【キューバ映画特集】『ブエナ・ビスタ・ソシアル・クラブ★アディオス』キューバ風俗史の深き洞察

ブエナ・ビスタ・ソシアル・クラブ★アディオス(2017)
BUENA VISTA SOCIAL CLUB ADIOS(2017)

監督:ルーシー・ウォーカー
出演者:オマーラ・ポルトゥオンド、
マヌエル・“エル・グアヒーロ”・ミラバールバル、
バリート・トーレス、エリアデス・オチョア、
イブライム・フェレール、ヴィム・ヴェンダースetc

評価:75点

BVSCと聞くと、バットマンとスーパーマンの仁義なき闘いの新シリーズかと思う。しかし、この略称はキューバの伝説的バンド『ブエナ・ビスタ・ソシアル・クラブ』のことを示している。1997年にライ・クーダーがプロデュースし一躍有名になった。そして、彼らのライブをヴィム・ヴェンダースが撮り神格化された。あれから18年、BVSCはどうなったのか?2015年、アメリカとキューバが国交回復した際にオバマ大統領が彼らを招聘したが、あの舞台裏はどうなっているのか?

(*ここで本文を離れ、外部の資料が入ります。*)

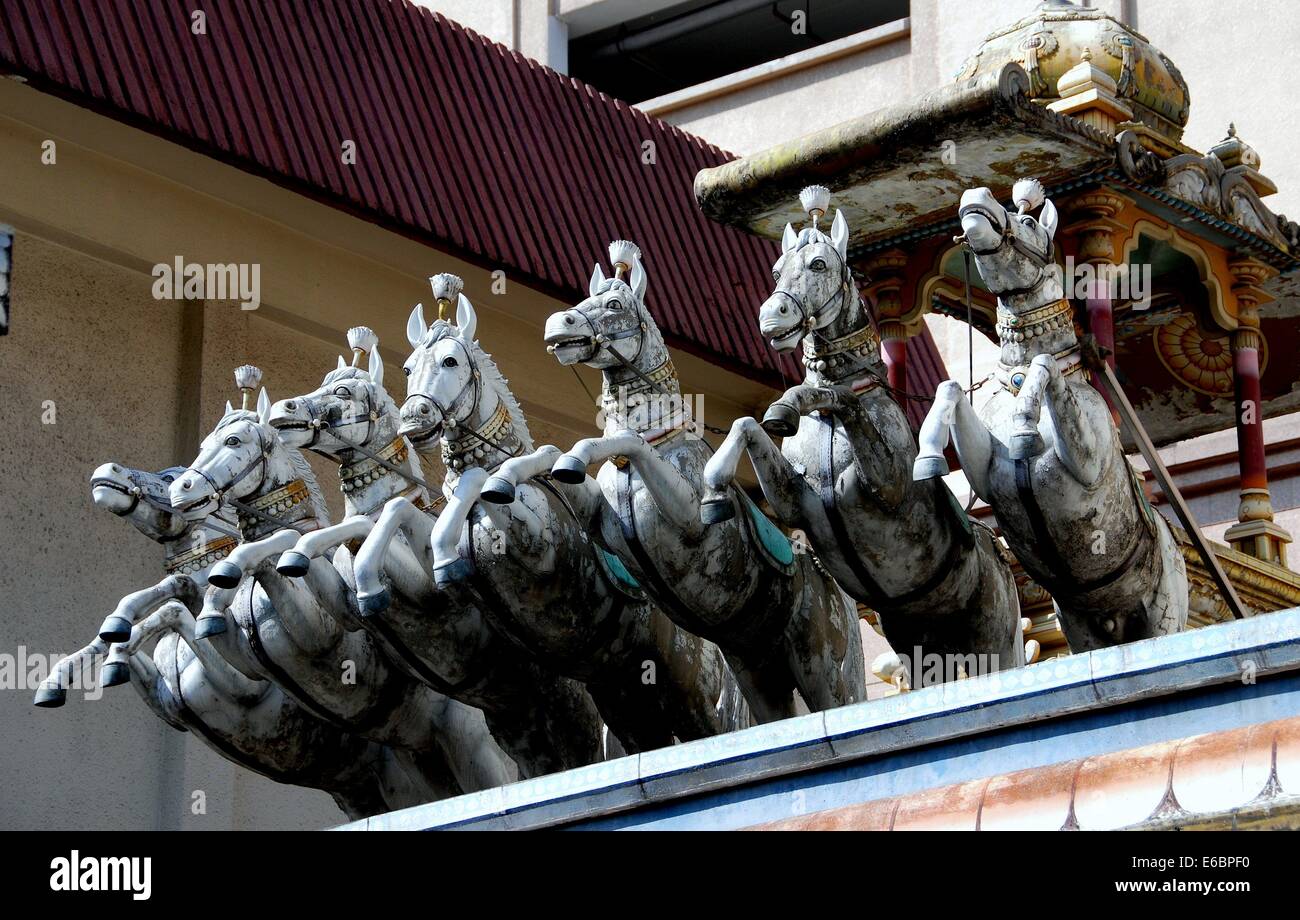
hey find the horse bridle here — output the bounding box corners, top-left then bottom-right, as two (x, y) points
(407, 333), (518, 462)
(297, 384), (379, 462)
(181, 419), (294, 531)
(769, 242), (851, 339)
(956, 201), (1056, 298)
(573, 285), (649, 366)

本作はそこメインで語られているドキュメンタリーだと思ったら違った。まさしく、今何故本作を撮るのか、あの傑作に続編が必要だった!ということを教えてくれる傑作ドキュメンタリーであった。今日は、それについて語っていく。

『ブエナ・ビスタ・ソシアル・クラブ★アディオス』概要

キューバに存在した音楽クラブ《ブエナ・ビスタ・ソシアル・クラブ》。引退した老音楽家たちのセッションの場が、ライ・クーダーに見出され一躍有名に。再び輝きを魅せた老音楽家たちは、今どうしているのだろうか?音楽クラブ《ブエナ・ビスタ・ソシアル・クラブ》無き後、彼らの音楽は消滅してしまったのだろうか?歴史に忘れ去られてしまったのだろうか?『カウントダウンZERO』の女性ドキュメンタリー作家ルーシー・ウォーカーは、カメラを回し、彼らの軌跡を辿った…

今だから明らかにされるキューバ風俗史

ヴィム・ヴェンダース版

が、当時未知の世界だったキューバの様子を撮ったことに価値を見出した作品であったが、今回はアメリカとの国交が回復し、気軽にキューバへ行けるようになった今だからこそ明かされるキューバと音楽、風俗との関係を紐解くものだった。

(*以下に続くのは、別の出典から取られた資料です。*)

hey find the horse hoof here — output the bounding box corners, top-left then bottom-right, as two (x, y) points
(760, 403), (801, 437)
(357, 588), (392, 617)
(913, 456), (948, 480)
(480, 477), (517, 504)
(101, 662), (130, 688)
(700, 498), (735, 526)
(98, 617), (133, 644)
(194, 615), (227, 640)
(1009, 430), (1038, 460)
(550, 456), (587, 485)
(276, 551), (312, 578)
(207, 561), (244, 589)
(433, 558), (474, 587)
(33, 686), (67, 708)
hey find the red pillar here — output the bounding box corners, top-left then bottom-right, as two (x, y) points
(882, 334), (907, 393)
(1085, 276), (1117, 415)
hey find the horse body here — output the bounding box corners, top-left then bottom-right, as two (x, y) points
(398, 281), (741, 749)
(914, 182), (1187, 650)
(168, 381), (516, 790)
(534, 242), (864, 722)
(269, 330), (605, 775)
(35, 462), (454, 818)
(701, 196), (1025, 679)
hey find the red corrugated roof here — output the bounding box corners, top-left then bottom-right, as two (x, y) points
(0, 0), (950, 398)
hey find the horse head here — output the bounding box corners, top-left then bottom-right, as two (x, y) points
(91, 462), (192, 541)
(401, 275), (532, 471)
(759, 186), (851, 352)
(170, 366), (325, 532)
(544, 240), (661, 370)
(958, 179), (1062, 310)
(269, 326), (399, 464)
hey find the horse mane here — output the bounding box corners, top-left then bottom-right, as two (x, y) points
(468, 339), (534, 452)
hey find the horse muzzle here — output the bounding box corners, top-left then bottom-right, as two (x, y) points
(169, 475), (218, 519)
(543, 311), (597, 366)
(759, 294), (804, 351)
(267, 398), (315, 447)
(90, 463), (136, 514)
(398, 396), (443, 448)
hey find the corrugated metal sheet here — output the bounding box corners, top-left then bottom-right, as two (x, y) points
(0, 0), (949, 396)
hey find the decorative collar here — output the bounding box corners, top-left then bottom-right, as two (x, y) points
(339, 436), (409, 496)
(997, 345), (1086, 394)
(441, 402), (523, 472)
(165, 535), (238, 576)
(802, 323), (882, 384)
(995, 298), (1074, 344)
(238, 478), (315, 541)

オープニングで「観客はキューバの何を知っているのだろうか?」という問題提起がなされる。そして、ウィキペディアレベルの軽いキューバ史が語られる。1492年にクリストファー・コロンブスに発見され、先住民はスペインに侵略される。そして、先住民はほとんど虐殺され、黒人奴隷の保管先として使われるようになる。1868年にカルロス・マヌエル・デ・セスペデスを主導として、スペインからの独立を目指した十年戦争が行われる。キューバがスペインに勝ち、独立かと思いきや、今度はアメリカの植民地となってしまう…「貴方は、キューバの歴史の常識ですら知らないでしょ?音楽をファッションとして消費していていいの?」と煽ってきます。

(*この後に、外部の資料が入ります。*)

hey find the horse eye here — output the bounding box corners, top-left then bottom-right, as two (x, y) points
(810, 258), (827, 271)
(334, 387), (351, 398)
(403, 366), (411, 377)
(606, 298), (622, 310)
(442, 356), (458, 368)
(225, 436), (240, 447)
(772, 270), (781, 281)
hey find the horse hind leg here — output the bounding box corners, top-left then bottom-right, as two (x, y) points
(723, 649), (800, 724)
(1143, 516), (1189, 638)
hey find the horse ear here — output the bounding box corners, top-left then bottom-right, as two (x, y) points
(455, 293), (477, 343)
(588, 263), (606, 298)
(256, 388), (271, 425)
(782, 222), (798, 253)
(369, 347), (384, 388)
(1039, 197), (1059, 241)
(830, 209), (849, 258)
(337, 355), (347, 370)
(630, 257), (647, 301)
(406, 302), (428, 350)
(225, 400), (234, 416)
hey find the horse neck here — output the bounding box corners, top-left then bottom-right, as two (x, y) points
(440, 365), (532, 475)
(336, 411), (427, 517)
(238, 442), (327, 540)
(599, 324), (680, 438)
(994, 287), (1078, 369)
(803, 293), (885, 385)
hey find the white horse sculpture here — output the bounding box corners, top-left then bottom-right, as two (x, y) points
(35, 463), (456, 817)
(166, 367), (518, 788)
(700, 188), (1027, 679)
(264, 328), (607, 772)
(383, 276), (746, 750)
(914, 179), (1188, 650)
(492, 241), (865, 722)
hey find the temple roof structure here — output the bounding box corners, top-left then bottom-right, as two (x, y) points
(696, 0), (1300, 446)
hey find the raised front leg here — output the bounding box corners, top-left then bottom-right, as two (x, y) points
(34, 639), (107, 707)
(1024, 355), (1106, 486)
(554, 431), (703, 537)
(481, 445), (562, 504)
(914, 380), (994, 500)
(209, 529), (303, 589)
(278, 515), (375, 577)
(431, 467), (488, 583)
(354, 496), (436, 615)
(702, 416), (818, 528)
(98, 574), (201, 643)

そして前半30分以上かけて、キューバ史と風俗の関係が明らかにされていく。1930年代のキューバ国内における黒人差別事情。1940年代まで、コンガが禁じられていた歴史。バティスタ軍事政権、アメリカの腐敗がキューバ国内を蝕み、貧困に苦しむ人々の唯一の娯楽としての音楽。カストロも革命時、音楽で人々を鼓舞させていた話など、軽くネットを調べただけでは出てこない本当のキューバ史が解き明かされるのだ。

と同時に、前作でキューバ人から漂う負のオーラ、話の断片から滲み出る辛さ哀しさの正体が分かる。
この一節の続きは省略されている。